In der Fachinformation von Vedolizumab werden bislang keine Nebenwirkungen an der Niere aufgeführt (1). Ein weiterer Fall von Vedolizumab assoziierter interstitieller Nephritis ist jedoch in der Literatur beschrieben (3). In der europäischen EudraVigilance-Datenbank finden sich (inklusive dem von uns dargestellten Fall und dem Literaturfall) mindestens vier Berichte über eine interstitielle Nephritis im Zusammenhang mit Vedolizumab. Interstitielle Nephritiden werden auch als Folge einer Colitis ulcerosa immer wieder vermutet (4), sind aber in aller Regel Aminosalicylat assoziiert.

Fazit für die Praxis

Der zeitliche Zusammenhang zwischen der Gabe des Vedolizumab und der histologisch gesicherten interstitiellen Nephritis und die Besserung nach Absetzen des Medikaments bei fehlenden sonstigen möglichen Auslösern machen das Vedolizumab als Verursacher der Nierenfunktionsverschlechterung wahrscheinlich.

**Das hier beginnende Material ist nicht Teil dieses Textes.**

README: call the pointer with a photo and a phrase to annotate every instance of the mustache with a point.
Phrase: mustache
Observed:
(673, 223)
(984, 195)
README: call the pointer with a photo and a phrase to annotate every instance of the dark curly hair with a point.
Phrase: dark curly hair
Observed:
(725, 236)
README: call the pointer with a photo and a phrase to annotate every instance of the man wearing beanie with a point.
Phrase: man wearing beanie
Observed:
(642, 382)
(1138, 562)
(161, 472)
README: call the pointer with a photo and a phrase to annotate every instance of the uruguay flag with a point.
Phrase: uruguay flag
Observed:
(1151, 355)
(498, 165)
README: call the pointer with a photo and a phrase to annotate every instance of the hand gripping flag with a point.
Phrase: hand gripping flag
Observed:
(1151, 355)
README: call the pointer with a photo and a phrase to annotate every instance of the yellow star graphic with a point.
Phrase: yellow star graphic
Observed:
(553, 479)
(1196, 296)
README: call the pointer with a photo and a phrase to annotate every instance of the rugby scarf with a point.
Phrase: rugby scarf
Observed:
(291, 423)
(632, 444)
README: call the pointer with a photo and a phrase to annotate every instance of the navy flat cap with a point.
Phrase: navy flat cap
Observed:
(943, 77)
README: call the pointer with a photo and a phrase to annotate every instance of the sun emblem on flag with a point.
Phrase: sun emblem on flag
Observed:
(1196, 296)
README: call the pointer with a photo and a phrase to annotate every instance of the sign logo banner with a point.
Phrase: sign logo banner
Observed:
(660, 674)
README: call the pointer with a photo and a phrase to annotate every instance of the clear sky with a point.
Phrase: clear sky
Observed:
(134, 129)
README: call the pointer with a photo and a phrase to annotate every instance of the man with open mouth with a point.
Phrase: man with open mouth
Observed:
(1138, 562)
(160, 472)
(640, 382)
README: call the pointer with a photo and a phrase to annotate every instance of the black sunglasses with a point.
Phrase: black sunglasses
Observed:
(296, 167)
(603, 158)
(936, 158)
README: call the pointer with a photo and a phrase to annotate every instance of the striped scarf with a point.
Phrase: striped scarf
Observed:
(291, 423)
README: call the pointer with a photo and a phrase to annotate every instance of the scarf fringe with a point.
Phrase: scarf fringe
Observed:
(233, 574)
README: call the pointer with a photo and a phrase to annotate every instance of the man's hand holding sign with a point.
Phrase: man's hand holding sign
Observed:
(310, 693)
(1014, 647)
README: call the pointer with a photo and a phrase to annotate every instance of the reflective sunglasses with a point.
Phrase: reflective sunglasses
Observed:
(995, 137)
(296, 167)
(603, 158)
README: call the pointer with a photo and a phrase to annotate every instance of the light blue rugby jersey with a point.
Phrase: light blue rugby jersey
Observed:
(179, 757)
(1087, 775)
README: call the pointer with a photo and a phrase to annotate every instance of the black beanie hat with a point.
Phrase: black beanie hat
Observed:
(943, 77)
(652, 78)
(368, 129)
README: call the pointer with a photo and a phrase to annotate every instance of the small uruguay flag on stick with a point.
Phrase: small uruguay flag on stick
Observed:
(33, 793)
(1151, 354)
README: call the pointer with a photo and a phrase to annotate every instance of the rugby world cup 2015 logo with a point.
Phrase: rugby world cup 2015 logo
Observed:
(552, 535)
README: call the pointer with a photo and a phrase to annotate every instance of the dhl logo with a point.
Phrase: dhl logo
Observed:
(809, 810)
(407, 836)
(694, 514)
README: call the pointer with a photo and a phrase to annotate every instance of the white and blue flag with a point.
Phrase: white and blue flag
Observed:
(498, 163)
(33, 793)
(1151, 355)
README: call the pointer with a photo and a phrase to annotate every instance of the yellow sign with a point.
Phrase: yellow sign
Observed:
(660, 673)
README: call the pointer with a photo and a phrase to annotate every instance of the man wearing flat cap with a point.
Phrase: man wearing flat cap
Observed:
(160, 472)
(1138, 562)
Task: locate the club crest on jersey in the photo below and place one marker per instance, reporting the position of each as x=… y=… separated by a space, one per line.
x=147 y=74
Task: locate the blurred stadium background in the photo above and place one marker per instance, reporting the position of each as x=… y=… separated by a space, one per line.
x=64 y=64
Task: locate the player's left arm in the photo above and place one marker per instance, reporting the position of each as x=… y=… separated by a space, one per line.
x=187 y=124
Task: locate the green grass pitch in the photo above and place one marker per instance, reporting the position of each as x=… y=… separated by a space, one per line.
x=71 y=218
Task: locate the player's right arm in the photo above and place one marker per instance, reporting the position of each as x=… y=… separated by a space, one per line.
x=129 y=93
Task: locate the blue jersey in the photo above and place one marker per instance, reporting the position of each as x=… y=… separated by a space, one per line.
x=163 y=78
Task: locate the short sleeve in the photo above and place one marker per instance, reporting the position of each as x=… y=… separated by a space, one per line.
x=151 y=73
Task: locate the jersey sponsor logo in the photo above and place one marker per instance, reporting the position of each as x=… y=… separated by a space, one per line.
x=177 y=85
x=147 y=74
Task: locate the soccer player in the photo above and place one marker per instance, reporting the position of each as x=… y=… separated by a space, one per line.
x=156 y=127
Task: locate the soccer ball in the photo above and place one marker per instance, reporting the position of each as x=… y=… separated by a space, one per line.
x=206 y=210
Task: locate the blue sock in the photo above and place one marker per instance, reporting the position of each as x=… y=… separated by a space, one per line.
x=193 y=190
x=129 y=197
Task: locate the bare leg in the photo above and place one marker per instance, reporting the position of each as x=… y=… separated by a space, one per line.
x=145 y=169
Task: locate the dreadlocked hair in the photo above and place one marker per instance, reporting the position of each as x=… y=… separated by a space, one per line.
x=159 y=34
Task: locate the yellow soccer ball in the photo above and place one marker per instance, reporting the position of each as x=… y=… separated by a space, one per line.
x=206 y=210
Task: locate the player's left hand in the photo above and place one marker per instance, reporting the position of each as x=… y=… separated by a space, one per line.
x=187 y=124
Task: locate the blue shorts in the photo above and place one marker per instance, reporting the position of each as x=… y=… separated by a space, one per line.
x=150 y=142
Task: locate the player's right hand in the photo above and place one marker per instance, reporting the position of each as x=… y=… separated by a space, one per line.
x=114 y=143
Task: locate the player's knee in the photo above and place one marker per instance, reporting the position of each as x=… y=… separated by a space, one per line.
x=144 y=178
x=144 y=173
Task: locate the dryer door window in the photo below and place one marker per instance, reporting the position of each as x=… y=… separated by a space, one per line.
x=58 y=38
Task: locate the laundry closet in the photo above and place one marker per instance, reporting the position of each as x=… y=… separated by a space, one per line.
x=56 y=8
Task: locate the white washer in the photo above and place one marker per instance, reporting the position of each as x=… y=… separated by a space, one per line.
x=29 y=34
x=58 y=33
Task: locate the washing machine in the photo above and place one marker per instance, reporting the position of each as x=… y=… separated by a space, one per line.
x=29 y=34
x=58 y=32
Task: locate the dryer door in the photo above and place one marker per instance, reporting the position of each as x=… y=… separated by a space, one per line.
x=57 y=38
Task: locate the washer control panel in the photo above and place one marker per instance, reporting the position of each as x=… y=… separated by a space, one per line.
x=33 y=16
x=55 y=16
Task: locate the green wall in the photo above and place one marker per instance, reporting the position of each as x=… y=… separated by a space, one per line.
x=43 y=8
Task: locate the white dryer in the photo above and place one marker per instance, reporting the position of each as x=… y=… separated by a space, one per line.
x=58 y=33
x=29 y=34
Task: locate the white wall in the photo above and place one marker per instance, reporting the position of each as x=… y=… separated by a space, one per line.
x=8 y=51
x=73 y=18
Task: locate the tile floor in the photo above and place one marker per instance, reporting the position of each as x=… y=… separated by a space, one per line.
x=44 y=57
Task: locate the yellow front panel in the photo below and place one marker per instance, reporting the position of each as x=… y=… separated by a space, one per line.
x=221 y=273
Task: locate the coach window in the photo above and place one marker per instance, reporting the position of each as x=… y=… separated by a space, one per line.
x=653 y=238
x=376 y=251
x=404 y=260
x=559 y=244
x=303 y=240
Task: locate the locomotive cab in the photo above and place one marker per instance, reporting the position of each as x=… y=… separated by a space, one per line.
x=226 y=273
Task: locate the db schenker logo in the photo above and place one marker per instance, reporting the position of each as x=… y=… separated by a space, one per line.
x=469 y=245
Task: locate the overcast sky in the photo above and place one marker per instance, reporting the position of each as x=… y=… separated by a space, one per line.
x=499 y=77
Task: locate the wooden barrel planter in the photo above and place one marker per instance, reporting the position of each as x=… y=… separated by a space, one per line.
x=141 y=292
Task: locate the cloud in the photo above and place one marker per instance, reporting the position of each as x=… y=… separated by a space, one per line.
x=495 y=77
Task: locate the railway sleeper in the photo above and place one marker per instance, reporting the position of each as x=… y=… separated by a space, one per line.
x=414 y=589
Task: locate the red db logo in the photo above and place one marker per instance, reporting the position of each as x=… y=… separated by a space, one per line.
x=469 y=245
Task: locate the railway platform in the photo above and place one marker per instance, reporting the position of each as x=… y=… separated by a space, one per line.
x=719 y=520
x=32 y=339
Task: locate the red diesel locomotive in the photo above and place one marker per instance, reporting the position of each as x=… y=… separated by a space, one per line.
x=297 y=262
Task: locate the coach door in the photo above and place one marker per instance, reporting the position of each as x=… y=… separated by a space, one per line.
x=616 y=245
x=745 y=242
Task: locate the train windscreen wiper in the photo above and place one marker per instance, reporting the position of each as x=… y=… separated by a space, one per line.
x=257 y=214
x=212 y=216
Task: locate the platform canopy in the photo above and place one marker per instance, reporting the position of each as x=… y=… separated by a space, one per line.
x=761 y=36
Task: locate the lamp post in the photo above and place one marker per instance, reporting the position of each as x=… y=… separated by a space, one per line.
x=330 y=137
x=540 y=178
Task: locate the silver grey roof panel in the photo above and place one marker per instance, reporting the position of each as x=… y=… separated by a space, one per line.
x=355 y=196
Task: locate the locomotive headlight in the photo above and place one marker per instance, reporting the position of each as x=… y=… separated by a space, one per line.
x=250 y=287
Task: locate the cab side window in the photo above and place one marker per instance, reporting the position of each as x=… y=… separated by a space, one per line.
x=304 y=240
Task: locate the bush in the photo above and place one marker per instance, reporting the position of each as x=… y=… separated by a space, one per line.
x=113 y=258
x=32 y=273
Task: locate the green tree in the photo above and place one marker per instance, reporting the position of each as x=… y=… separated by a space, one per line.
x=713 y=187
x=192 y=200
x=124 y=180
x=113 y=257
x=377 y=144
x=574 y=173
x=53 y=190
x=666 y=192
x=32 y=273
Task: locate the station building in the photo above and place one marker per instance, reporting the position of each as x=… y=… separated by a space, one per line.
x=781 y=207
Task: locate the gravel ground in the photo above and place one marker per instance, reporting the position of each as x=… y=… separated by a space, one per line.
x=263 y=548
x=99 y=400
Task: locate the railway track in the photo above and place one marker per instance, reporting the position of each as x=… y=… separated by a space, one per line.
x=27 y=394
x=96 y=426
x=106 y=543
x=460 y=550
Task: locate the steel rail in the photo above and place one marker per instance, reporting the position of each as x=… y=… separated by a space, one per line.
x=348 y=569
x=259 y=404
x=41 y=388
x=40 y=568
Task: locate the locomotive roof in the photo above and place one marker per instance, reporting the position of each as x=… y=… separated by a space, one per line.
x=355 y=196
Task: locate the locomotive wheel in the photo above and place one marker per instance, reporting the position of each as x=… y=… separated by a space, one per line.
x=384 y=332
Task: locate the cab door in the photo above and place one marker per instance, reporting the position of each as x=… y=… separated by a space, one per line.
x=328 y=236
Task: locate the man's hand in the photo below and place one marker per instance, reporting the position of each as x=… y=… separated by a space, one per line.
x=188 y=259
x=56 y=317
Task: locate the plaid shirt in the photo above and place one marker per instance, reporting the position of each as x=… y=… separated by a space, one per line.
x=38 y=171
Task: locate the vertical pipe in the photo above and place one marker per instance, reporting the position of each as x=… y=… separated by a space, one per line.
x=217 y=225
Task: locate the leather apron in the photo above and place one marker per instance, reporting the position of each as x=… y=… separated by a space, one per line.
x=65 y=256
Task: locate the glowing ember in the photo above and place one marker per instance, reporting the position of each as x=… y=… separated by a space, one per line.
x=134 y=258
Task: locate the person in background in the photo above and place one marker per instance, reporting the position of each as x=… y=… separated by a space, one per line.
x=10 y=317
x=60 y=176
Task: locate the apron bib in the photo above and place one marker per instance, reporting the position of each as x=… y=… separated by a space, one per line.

Verdachtsfälle von Nebenwirkungen sollten der Arzneimittelkommission der deutschen Ärzteschaft gemeldet werden (https://www.akdae.de/Arzneimittelsicherheit/UAW-Meldung/).

Literatur
  1. Takeda: Gebrauchsinformation „Entyvio®“. Stand: 27. November 2015.
  2. European Medicines Agency: Summary of the risk management plan (RMP) for Entyvio (vedolizumab): www.ema.europa.eu/documents/rmp-summary/entyvio-epar-risk-management-plan-summary_en.pdf (letzter Zugriff: 20. November 2018). EMA/174665/2014; London, 4. Juni 2014.
  3. Bailly E, Von Tokarski F, Beau-Salinas F et al.: Interstitial nephritis secondary to vedolizumab treatment in crohn disease and safe rechallenge using steroids: a case report. Am J Kidney Dis 2018; 71: 142-145.
  4. Ambruzs JM, Walker PD, Larsen CP: The histopathologic spectrum of kidney biopsies in patients with inflammatory bowel disease. Clin J Am Soc Nephrol 2014; 9: 265-270.

Interessenkonflikte

Ein Interessenkonflikt wird von den Autoren verneint.